Saturday, July 26, 2008

Java Collections Listeners

Maybe I've been looking at various JavaScript frameworks, etc., for too long, but I'm surprised that there's really no positive way to listen for add/remove/update events within Java's Collections Framework.

Assumptions / Use Case:

  1. Implement the Map interface. This allows for passing into other methods that only accept an implementation of Map, as well as providing a consistent and familiar API to other developers.
  2. Add some additional processing, e.g.:
    • Disallowing certain keys or values from being inserted.
    • Keeping one or more associated maps or sets for performance, e.g. a map of lists when an entry needs to be obtained by value rather than key.
    • Extending HashMap into an "OrderedMap", where unique keys are still guaranteed, but the order of insertions is also kept.

Considerations

Clearly public interfaces are designed to be implemented, and public abstract classes are available to extend. Sun's "Custom Implementations" lesson in the Collections tutorial demonstrates this. As the lesson describes, there are several abstract classes available to serve as a starting point for a custom collection implementation. However, extending these to match the full functionality and efficiency of the existing concrete implementations is not a small effort, especially for Map implementations. The most significant features to note are the methods that return a "view" to a different part or representation of the map, e.g. keySet(), values(), and entrySet(). All are documented to return a view of the Map, such that changes in the view are reflected in the map, and vice-versa.

If that's not already a lot of extra work, consider the methods that are available on the returned view that should also remain functional, such as the iterator()'s remove() method, or worse, the List.listIterator() method. Sure, many of these are listed as "optional operations", which may simply throw an UnsupportedOperationException for simple implementations. However, this can be frustrating to developers attempting to use these methods, and some code may depend on these methods to function.

One solution to save a lot of work is to extend an existing concrete implementation, e.g. HashMap. However, there always seems to be some debate over extending a non-abstract class. My view is that if the class wasn't meant to be extended, it should be marked final or have less-than-public constructors. (As a compromise, the class could remain open to extension, while protecting various methods by marking them final.) java.util.Properties is one example of a public class that extends java.util.Hashtable, another concrete, public class.

Considerable progress seems possible on a HashMap subclass by simply overriding the put(K, V), remove(Object), and clear() methods. However, as described above, the "view" methods provide alternate access points to modify the underlying collection data, not all of which chain down to the overridden methods. This can quickly lead to an incomplete and buggy class.

My working solution

The best approach I've found is to follow the recommendation in the tutorial, and to extend AbstractMap. A child HashMap can then be held as an instance variable, with most of the AbstractMap methods delegated or proxied to it. For returning the "view" methods, they can be made "unmodifiable" by wrapping them in calls to the Collections.unmodifiable*(…) wrapper methods. While this may lead to some frustrations defined above, it provides a solid class that still properly implements the core collection methods.

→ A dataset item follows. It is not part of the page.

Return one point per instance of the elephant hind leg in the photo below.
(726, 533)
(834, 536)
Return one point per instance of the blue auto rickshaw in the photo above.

I did find one Sun bug report that is a request for enhancement regarding this issue: 5078552 - "(coll) ChangeListener, VetoableChangeListener for Collections, Lists and others". It was submitted in July 2004, and hasn't yet received any attention since.

1 comment:

Anonymous said...

Indeed, public non-abstract classes exist against intentions and can be abused by extending them. See this nice confession by Josh Bloch ;-) http://www.artima.com/intv/blochP.html.
Still, when you have a choice, like with Map where it is an interface, you can use and hide that public HashMap class: create your class by implementing Map and delegate to a private HashMap instance. Then you have best of both worlds.